The Slatest

What a Joe Biden Run Would Mean for Hillary Clinton

Vice President Biden speaks at the Civil Society Forum on Aug. 4, 2014, in Washington, D.C.

Photo by Pete Marovich/Getty Images

New York Times columnist Maureen Dowd set the Beltway atwitter this weekend when she reported that Joe Biden was seriously considering running for president in 2016. The revelation that the vice president’s late son, Beau, had urged his father to make another White House bid was more than a month old, but Dowd’s intimate description—“Beau was losing his nouns and the right side of his face was partially paralyzed”—was enough to breathe fresh life into the speculation. The non-opining political press quickly worked its sources and confirmed that, in the Associated Press’s words, “Biden’s associates have resumed discussions” about a run and that the veep could make a final decision early next month.

We don’t know what Biden will ultimately decide—and there’s good reason to assume he’ll say no after all—but what we do know is that, if he jumps into the race, he’ll have his work cut out for him. Hillary Clinton has been routinely battered by bad press this year but she remains incredibly popular with Democrats, many of whom would love to elect the first female U.S. president. She also has a massive head start in fundraising, organizing, endorsements, and pretty much any other campaign category you can imagine. It’s conceivable that the buzz Biden’s late entry would generate would help him close some of those gaps, but Clinton would remain the odds-on favorite to be the one accepting her party’s nomination in Philadelphia next summer.

Setting aside whether Biden could win the nomination, though, it’s worth considering just how much he would fundamentally alter the Democratic race just by entering it. (And if you think it’s way too early for this type of speculation—well, there’s a browser extension for that.) Liberals who have been desperate for an Anybody-But-Clinton(-As-Long-As-We-Can-Still-Win) candidate would finally have someone to get excited about. Media outlets that would prefer the drama of a contested primary to the boredom of a coronation—read: all of them—would provide Biden’s campaign with all the attention he could ever want. And his presence on the debate stage this fall would likely change a Hillary vs. the Field sparring round into a head-to-head slugfest between two bold-faced names in the Democratic Party.
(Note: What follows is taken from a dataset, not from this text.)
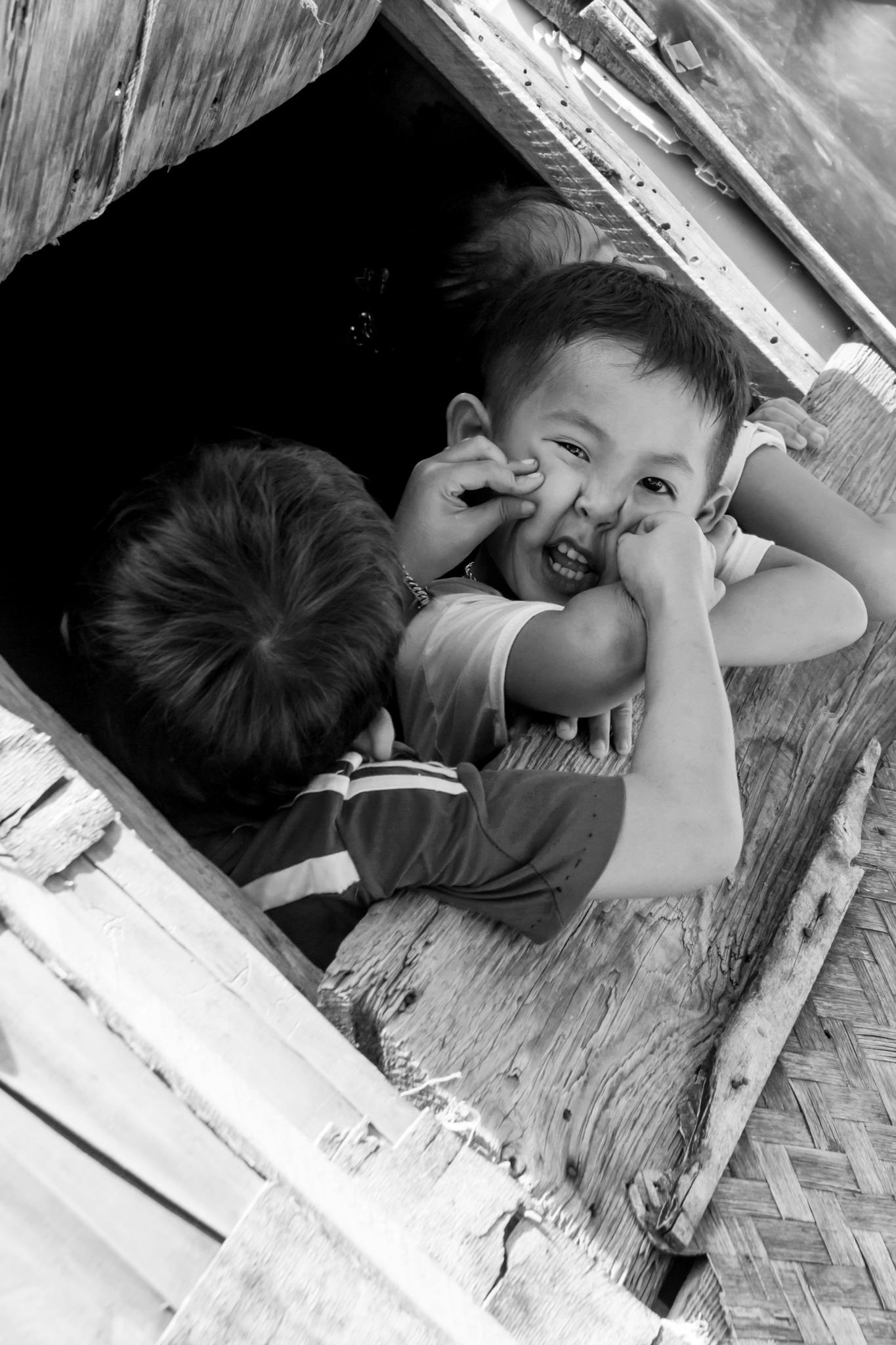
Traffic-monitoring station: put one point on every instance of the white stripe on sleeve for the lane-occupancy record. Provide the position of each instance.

More importantly, Biden’s entry could force Clinton to pick a lane. To date, the former secretary of state has been able to be two things to two sets of voters: to mainstream Democrats and left-leaning independents, she is promising a third Obama term; to progressives with one foot in the party and one out of it, she is promising a more liberal administration than the current one.
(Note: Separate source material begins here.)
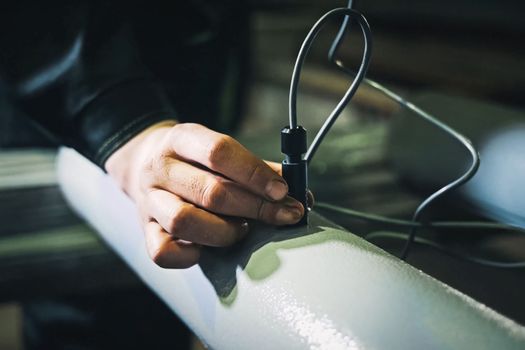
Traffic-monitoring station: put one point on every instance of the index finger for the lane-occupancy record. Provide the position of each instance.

Without Biden, then, Clinton has laid claim to pretty much the entire liberal landscape, save the sliver being held down by Bernie Sanders. With Biden, though, she’d have to cede ground somewhere—or risk watching Biden take it—although it’s unclear where she’d want to land.

As I’ve explained before, Clinton has already moved left further and faster than almost anyone had expected. But her leftward shifts on criminal justice, immigration, and other issues were largely by her own choosing, and the moves have been safe: While most of her chosen causes are progressive in nature, they also poll relatively well across the political spectrum. It’s unclear how much further she’d be willing to go. And even if she were to try, she’d no doubt have a difficult time convincing already skeptical progressives who have long distrusted her Wall Street ties and her husband’s history of triangulation.
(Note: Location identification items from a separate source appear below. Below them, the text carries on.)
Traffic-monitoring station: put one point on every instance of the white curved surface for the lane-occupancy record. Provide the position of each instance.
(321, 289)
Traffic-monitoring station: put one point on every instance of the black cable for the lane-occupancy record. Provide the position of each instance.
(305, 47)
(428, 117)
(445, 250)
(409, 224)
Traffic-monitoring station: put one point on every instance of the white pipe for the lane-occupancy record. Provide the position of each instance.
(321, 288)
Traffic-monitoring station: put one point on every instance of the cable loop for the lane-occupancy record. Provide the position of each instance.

Still, she might have to, because simply promising another Obama term becomes its own awkward proposition if BFD Biden is in the race. As the sitting vice president, he would have a much easier time presenting himself as Obama’s obvious successor. For the past six years, he’s been the president’s right-hand man—sometimes quite literally—on everything from Iran to gun control to Obamacare. And on those rare occasions he (accidentally) broke with his boss, it turned out for the best.

Still, while Biden’s long been a happy warrior, he hasn’t exactly been the best one on the national stage. The same gaffe-filled authenticity that has seemed quaint the past half-decade would be a liability on the campaign trail—even in a year when voters have shown a real hunger for less polished candidates. His 1988 presidential bid didn’t even last to the end of 1987, and his 2008 run ended shortly after a lackluster showing in Iowa. If Biden runs in 2016, it will probably matter less for him than it will for Hillary Clinton.